Previous research showed that IL-24 acts synergistically with doxorubicin in multidrug-resistant colorectal cancer cells by reversing P-glycoprotein–mediated drug resistance and enhancing doxorubicin-induced cytotoxicity [34]. In this study, we also demonstrate that doxorubicin in triple-negative breast cancer, a subtype with limited treatment options and high recurrence rates, significantly reduces PD-L1 expression and increases chemosensitivity in MDA-MB-231 cells when combined with interleukin-24. Since doxorubicin’s effectiveness is often limited by dose-related toxicities, IL-24’s ability to boost doxorubicin activity without adding to cytotoxic effects offers promising translational potential in treating triple-negative breast cancer. Overall, these results encourage further research into IL-24 and doxorubicin combination therapy as a strategic way to enhance antitumor effects while reducing systemic toxicity in aggressive breast cancers.
Supplementary Materials
The following supporting information can be downloaded at: https://www.mdpi.com/article/10.3390/genes17030339/s1. Figure S1: Gating strategy and representative apoptotic profiles of MDA-MB-231 cells.
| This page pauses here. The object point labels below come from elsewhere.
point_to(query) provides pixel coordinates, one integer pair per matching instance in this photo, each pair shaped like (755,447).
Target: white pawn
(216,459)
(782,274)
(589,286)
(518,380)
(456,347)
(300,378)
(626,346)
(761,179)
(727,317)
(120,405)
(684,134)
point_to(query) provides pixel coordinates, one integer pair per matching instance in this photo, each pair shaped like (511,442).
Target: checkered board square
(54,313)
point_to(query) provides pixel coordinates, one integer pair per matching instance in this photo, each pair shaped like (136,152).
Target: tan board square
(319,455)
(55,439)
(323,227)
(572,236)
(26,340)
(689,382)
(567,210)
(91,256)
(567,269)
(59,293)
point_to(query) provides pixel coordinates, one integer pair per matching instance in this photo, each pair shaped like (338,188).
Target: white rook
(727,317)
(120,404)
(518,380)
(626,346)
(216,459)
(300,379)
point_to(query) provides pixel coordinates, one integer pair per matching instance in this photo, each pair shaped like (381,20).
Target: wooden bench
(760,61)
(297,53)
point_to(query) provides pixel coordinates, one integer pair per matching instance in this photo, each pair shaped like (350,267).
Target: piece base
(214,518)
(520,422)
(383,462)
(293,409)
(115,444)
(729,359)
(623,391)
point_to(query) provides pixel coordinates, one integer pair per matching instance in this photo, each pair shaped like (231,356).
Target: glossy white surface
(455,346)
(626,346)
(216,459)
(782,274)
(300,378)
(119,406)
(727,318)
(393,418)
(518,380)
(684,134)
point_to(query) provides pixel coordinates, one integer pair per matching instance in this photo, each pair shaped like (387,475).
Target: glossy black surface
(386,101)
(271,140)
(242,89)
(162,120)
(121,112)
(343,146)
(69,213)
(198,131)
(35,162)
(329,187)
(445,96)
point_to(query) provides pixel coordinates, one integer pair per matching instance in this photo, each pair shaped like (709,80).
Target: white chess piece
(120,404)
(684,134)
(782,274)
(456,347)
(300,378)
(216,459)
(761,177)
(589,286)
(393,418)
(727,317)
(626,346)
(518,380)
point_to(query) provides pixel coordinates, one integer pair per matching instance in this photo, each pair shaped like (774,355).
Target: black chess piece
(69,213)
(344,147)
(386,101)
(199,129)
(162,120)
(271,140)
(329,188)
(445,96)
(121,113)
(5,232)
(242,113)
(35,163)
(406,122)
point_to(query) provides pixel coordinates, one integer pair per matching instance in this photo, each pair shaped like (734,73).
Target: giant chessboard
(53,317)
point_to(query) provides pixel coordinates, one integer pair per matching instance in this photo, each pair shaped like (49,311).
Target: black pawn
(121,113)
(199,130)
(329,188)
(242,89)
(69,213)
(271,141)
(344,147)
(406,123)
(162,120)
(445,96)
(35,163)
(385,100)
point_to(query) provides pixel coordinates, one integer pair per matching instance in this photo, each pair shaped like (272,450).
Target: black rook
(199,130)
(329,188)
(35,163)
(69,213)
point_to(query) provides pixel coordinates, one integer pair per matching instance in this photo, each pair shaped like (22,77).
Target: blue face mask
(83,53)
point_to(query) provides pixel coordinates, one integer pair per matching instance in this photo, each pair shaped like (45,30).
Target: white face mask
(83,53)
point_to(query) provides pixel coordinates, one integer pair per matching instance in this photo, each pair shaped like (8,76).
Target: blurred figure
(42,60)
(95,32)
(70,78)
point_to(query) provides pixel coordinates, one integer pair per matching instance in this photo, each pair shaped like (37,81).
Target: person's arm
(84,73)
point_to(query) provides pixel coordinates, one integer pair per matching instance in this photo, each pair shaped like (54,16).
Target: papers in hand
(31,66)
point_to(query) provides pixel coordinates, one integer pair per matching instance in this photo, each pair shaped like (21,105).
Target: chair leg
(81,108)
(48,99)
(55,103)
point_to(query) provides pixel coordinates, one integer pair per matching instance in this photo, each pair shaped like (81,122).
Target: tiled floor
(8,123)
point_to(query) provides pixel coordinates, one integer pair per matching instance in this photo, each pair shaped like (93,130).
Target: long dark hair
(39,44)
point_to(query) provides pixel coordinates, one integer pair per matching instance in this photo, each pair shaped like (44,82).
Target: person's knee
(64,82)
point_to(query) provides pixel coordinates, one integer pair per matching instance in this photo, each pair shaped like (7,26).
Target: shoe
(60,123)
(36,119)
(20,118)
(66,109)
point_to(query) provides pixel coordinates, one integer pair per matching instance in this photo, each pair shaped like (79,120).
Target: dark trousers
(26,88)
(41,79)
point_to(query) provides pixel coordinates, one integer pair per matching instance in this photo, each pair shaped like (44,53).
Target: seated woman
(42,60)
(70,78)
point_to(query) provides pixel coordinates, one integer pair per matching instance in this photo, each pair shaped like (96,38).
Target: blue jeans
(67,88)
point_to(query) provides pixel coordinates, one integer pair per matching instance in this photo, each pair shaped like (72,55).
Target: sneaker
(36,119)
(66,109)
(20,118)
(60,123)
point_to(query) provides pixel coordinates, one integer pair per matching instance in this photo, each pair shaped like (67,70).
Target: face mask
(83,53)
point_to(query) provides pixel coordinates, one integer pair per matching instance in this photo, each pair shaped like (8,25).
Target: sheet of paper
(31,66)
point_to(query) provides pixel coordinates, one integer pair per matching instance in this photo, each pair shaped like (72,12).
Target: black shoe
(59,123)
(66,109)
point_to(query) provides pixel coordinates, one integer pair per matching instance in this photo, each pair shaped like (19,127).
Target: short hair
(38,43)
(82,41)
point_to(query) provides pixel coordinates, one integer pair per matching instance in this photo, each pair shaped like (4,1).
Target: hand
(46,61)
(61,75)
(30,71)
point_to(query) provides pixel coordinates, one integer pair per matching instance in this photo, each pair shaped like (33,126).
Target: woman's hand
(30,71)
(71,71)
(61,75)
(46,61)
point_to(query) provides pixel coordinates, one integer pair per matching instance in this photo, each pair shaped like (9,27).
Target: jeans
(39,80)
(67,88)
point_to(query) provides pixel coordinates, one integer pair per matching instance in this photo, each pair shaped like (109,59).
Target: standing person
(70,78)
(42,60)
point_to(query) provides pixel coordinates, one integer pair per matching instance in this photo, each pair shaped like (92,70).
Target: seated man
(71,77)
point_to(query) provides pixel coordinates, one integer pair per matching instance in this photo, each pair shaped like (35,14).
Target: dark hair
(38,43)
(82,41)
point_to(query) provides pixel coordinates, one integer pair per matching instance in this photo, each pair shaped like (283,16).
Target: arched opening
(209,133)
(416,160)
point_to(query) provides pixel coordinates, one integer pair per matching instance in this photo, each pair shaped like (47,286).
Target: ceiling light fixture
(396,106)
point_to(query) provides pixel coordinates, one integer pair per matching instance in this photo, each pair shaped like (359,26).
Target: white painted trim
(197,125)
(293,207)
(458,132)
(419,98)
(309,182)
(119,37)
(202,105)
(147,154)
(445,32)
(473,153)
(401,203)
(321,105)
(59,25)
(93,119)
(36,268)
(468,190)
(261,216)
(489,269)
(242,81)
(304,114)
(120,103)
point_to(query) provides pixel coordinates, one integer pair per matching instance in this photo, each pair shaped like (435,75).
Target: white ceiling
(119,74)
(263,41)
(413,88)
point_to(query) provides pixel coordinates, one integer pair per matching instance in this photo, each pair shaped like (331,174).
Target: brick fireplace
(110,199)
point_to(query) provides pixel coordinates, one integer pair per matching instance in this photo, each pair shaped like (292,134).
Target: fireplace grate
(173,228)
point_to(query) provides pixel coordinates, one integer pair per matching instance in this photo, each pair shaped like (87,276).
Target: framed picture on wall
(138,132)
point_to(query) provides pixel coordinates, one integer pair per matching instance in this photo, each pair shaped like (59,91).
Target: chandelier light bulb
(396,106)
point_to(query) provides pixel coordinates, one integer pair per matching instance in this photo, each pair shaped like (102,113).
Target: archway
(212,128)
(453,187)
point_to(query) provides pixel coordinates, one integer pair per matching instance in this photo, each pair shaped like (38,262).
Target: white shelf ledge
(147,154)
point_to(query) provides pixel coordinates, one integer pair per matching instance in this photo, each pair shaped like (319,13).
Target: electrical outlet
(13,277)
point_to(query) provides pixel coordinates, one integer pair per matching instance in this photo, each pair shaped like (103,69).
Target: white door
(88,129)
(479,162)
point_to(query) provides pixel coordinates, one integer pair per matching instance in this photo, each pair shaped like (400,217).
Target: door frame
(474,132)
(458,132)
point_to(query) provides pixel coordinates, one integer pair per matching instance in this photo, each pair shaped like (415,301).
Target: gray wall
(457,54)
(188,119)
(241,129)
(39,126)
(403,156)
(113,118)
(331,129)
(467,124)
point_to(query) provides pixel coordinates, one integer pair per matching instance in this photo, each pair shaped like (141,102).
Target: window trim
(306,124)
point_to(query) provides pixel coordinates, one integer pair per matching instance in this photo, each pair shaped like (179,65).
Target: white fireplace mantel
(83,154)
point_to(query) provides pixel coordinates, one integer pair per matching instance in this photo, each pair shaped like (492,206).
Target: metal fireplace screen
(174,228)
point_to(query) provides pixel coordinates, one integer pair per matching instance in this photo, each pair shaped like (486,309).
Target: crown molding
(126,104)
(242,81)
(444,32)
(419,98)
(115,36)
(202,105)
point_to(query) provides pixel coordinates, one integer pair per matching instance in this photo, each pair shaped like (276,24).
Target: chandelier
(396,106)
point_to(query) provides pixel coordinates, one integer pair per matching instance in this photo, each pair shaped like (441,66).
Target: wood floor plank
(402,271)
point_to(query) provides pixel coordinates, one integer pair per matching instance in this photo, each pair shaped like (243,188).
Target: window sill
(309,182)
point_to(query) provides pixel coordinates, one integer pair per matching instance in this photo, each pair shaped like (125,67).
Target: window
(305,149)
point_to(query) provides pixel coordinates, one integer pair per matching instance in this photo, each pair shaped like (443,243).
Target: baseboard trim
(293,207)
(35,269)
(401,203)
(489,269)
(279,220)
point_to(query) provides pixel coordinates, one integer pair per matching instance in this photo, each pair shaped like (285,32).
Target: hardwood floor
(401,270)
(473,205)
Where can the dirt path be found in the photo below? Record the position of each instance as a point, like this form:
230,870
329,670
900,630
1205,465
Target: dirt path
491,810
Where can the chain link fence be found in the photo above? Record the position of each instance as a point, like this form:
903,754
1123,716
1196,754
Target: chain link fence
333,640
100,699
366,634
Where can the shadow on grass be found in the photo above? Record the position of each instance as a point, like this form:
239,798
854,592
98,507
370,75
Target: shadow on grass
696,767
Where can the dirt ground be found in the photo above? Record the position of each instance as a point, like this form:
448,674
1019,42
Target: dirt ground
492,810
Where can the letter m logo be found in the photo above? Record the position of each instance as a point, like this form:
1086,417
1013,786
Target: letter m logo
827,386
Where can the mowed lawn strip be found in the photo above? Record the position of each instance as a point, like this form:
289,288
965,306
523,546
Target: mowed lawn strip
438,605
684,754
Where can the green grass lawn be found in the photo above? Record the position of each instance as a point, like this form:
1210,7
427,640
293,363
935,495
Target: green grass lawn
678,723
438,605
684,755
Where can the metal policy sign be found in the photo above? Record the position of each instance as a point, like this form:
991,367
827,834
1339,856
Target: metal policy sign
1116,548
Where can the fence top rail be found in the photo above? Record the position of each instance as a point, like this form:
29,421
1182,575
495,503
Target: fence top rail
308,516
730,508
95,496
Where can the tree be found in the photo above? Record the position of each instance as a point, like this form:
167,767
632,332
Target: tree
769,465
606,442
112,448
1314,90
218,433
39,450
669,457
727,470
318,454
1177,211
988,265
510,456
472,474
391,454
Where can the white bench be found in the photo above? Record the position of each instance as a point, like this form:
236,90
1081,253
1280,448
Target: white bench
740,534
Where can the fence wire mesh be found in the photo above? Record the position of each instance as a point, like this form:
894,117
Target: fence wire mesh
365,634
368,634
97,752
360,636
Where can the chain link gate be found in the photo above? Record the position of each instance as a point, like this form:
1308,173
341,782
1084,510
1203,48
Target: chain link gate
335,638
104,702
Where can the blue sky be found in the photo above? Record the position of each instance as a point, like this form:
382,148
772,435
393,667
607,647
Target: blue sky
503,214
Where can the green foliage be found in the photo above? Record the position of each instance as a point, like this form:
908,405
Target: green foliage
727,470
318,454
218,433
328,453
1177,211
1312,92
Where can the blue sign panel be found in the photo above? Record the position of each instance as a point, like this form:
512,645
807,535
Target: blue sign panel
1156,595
Flow cytometric analysis was used to evaluate apoptosis in MDA-MB-231 cells treated with Ad.IL-24 or control vector. Shown are gating steps to exclude debris and doublets, and representative Annexin V/PI plots highlighting increased apoptotic populations in Ad.IL-24-treated cells compared with control. Figure S2: Quantification of apoptosis in Ad.IL-24-treated MDA-MB-231 cells. Flow cytometric analysis based on Annexin V/PI staining shows that Ad.IL-24-treated cells exhibit a larger Annexin V–positive population than controls, indicating a marked increase in both early- and late-apoptotic cells, consistent with the results shown in Figure 2B. Figure S3: Raw data and normalization were used to quantify apoptosis. The table summarizes raw flow cytometry data from three biological replicates showing the distribution of cell populations across the four quadrants of the Annexin V/PI plots. The total apoptotic population was determined by combining early and late apoptotic cells and was used for the analysis in Figure 2B. Values were normalized to the control samples’ mean and reported as fold changes compared to the control. Figure S4: Primer sequences used for qPCR analysis. The table lists the primer sequences for PD-L1 and the housekeeping gene GAPDH obtained from Integrated DNA Technologies (IDT), which were used for quantitative PCR validation of gene expression. Figure S5: Effect of C16 inhibitor on PKR phosphorylation. Western blot analysis shows phosphorylated PKR (p-PKR) and β-actin in MDA-MB-231 cells treated with Ad.IL-24, with or without C16 pretreatment. The results indicate that C16 effectively prevents PKR phosphorylation, as p-PKR levels remain low both after C16 pretreatment alone and following Ad.IL-24 treatment in the presence of C16.
Author Contributions
Conceptualization, S.S., A.K., A.S., M.A., C.d.l.P. and M.S.; Methodology, S.S., A.K., A.S., M.A. and E.T.; Software, A.S. and M.A.; Validation, S.S., A.K., A.S. and M.A.; Formal Analysis, S.S., A.K., A.S., M.A., C.d.l.P. and M.S.; Investigation, S.S., A.K., A.S., E.T., M.A. and M.S.; Writing—Original Draft Preparation, S.S., A.K. and M.S.; Writing—Review and Editing, S.S., A.K., A.S., M.A., C.d.l.P. and M.S.; Visualization, S.S., A.K. and A.S.; Supervision, S.S., A.K., A.S., M.A., C.d.l.P. and M.S.; Project Administration, S.S., A.K. and M.S.; Funding Acquisition, M.S. All authors have read and agreed to the published version of the manuscript.
Funding
This study was funded by the National Institute of General Medical Sciences at the NIH, through award numbers R16 GM145561 to M.S. and R16 GM153947 to C.D.L.P. The specific grant supporting this research was NIH/NIGMS grant R16 GM145561 (M.S.).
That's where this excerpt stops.